Homero existiu? E Shakespeare? O fato de dois dos maiores literatos de todos os tempos terem tido sua existência questionada diz algo a respeito da estranha relação que estabelecemos com autores que se tornam grandes demais para permanecer humanos. No caso do inglês, os questionamentos nunca passaram de teorias da conspiração que atribuíam sua obra a terceiros, de Bacon a Marlowe passando por diferentes membros da nobreza britânica. No do grego, porém, temos motivos para acreditar que ele pode mesmo não ter existido.

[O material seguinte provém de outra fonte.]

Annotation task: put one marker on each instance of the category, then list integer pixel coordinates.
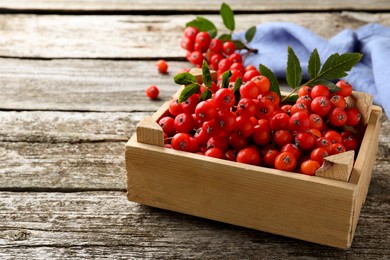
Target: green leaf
(225, 79)
(292, 99)
(250, 33)
(237, 85)
(337, 66)
(272, 79)
(239, 45)
(188, 91)
(204, 25)
(314, 65)
(185, 78)
(207, 94)
(293, 70)
(227, 16)
(225, 37)
(206, 75)
(332, 87)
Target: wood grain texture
(67, 127)
(62, 166)
(132, 36)
(83, 85)
(52, 226)
(200, 5)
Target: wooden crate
(310, 208)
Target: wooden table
(72, 80)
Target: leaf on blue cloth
(207, 94)
(225, 37)
(314, 64)
(204, 25)
(250, 33)
(336, 66)
(185, 78)
(188, 91)
(272, 79)
(226, 78)
(206, 74)
(331, 86)
(293, 70)
(227, 16)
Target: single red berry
(246, 107)
(285, 161)
(236, 58)
(196, 57)
(309, 167)
(162, 66)
(353, 116)
(325, 143)
(216, 45)
(249, 74)
(318, 154)
(345, 88)
(231, 155)
(279, 121)
(205, 110)
(175, 107)
(338, 101)
(191, 32)
(321, 105)
(292, 148)
(337, 117)
(181, 141)
(249, 90)
(184, 123)
(152, 92)
(282, 137)
(262, 82)
(228, 47)
(316, 122)
(304, 91)
(264, 109)
(187, 44)
(244, 126)
(261, 133)
(299, 122)
(319, 91)
(248, 155)
(237, 141)
(168, 125)
(333, 136)
(224, 98)
(225, 120)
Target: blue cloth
(370, 75)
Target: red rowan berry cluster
(252, 126)
(220, 55)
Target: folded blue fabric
(370, 75)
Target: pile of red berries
(219, 55)
(254, 127)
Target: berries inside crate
(311, 208)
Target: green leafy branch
(227, 14)
(335, 67)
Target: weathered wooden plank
(200, 5)
(106, 225)
(62, 166)
(69, 127)
(83, 85)
(132, 36)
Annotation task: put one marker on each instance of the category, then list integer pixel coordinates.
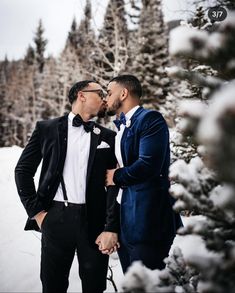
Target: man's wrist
(38, 214)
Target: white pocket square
(103, 145)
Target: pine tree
(40, 43)
(111, 52)
(30, 56)
(205, 184)
(151, 56)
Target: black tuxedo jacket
(49, 144)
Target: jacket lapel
(124, 149)
(62, 140)
(93, 145)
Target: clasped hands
(107, 242)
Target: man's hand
(109, 177)
(39, 218)
(107, 242)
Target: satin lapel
(124, 135)
(62, 140)
(93, 146)
(123, 153)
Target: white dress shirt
(75, 166)
(118, 138)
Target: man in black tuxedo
(71, 206)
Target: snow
(20, 250)
(222, 102)
(182, 41)
(192, 108)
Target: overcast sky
(19, 19)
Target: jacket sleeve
(153, 146)
(25, 171)
(112, 206)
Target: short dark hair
(78, 86)
(131, 83)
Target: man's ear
(124, 94)
(81, 97)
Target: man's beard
(102, 111)
(113, 109)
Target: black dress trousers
(64, 232)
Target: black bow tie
(78, 121)
(121, 120)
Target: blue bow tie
(78, 121)
(121, 120)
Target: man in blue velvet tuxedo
(148, 222)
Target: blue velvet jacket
(146, 207)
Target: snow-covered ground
(20, 250)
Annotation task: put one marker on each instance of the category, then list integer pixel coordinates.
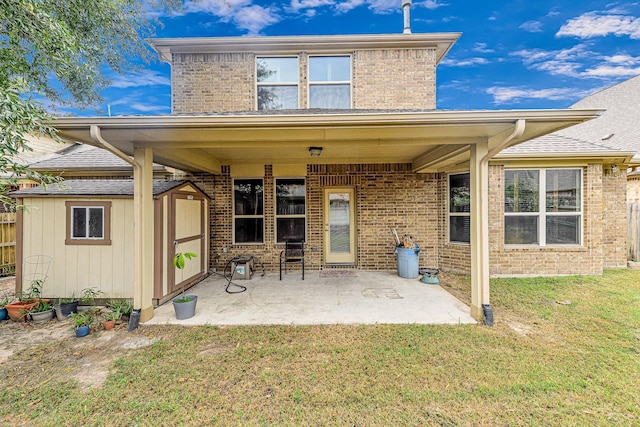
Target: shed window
(290, 210)
(248, 219)
(543, 207)
(88, 223)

Por indicação de uma coluna de Mario Sergio Conti, li "Hearing Homer’s Song", de Robert Kanigel, que pode ser descrito como a biografia do homem que matou Homero. Kanigel conta a história de Milman Parry, o acadêmico americano cujo trabalho, desenvolvido por volta dos anos 1930, fez com que a questão da autoria da "Ilíada" e da "Odisseia" fosse virada de cabeça para baixo.

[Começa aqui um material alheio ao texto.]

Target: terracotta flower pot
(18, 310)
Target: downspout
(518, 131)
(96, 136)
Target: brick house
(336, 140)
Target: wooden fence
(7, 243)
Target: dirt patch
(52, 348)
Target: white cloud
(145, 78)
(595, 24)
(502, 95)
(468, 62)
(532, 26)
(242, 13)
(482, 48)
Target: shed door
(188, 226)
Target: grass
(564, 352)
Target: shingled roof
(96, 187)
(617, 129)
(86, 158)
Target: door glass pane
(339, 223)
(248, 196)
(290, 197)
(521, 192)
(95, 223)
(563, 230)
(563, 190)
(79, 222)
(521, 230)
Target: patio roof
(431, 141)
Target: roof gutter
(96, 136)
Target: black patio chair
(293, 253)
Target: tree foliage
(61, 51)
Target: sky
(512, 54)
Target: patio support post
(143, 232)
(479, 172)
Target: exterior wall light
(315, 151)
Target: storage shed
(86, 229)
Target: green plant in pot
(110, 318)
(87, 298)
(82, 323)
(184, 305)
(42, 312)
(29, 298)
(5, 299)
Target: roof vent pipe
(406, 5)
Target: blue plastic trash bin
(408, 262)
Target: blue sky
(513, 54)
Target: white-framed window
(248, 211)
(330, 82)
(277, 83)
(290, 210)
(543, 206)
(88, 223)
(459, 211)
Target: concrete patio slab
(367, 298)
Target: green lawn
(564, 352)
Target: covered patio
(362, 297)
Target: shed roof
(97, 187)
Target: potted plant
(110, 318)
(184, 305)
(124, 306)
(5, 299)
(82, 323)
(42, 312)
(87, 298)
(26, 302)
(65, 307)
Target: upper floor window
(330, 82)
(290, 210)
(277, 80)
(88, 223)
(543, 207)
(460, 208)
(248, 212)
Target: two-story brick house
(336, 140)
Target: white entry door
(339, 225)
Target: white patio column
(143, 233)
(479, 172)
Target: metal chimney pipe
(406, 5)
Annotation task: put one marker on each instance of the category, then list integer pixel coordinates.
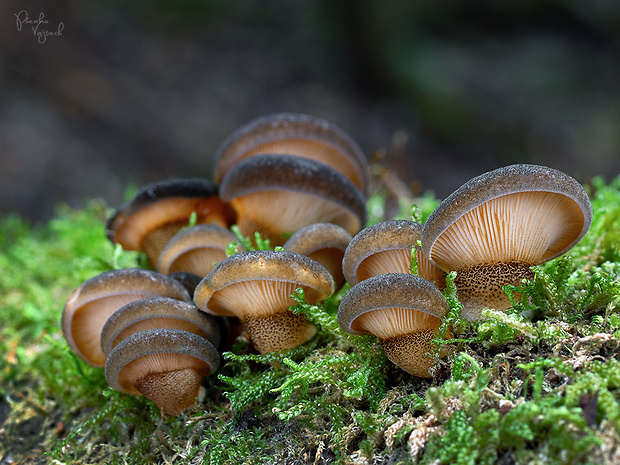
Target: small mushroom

Encucado com os epítetos de heróis e deuses, que se repetem com perturbadora abundância, Parry levantou a hipótese de que fossem artifícios da tradição oral que permitem a trovadores analfabetos trabalhar os versos sem perder a métrica. E Parry fez mais do que só levantar a hipótese. Ele também liderou duas expedições à Iugoslávia, onde localizou alguns desses homeros modernos, incapazes de escrever, mas não de criar histórias e cantá-las.

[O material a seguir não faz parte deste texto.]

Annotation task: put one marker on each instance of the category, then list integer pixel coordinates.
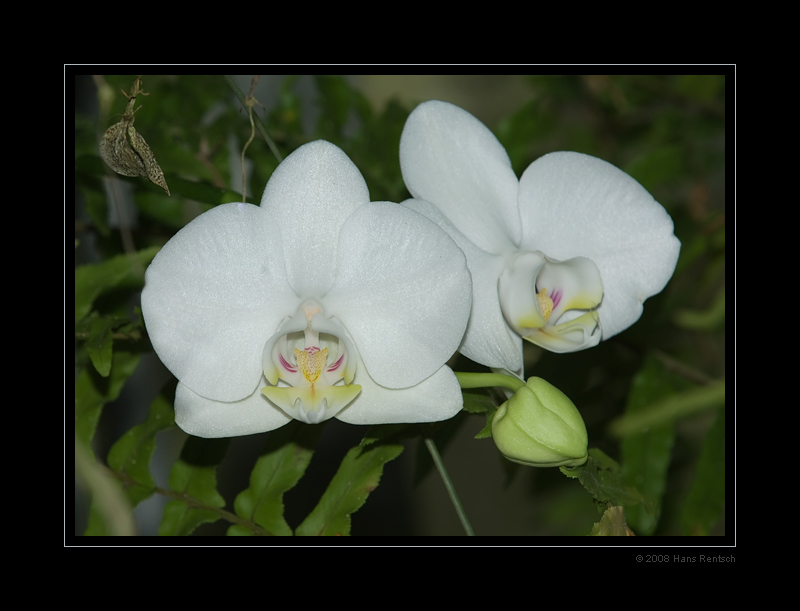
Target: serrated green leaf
(194, 476)
(282, 463)
(92, 392)
(131, 454)
(358, 475)
(93, 280)
(705, 503)
(602, 478)
(613, 523)
(646, 455)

A partir da obra de Parry, os acadêmicos pararam de perguntar quem foi Homero. Seus poemas são uma criação coletiva, composta por legiões de poetas-cantores anônimos. E não é só Homero e os épicos iugoslavos. Outro personagem do livro, Albert Lord, o assistente de Parry, generalizou essa ideia após a trágica morte do professor, em 1935, para abarcar várias outras obras, como "Beowulf", "Canção de Rolando" e histórias de inúmeras culturas, inclusive ágrafas. Parry matou Homero, mas revelou algo fascinante sobre o pendor humano por criar e contar histórias.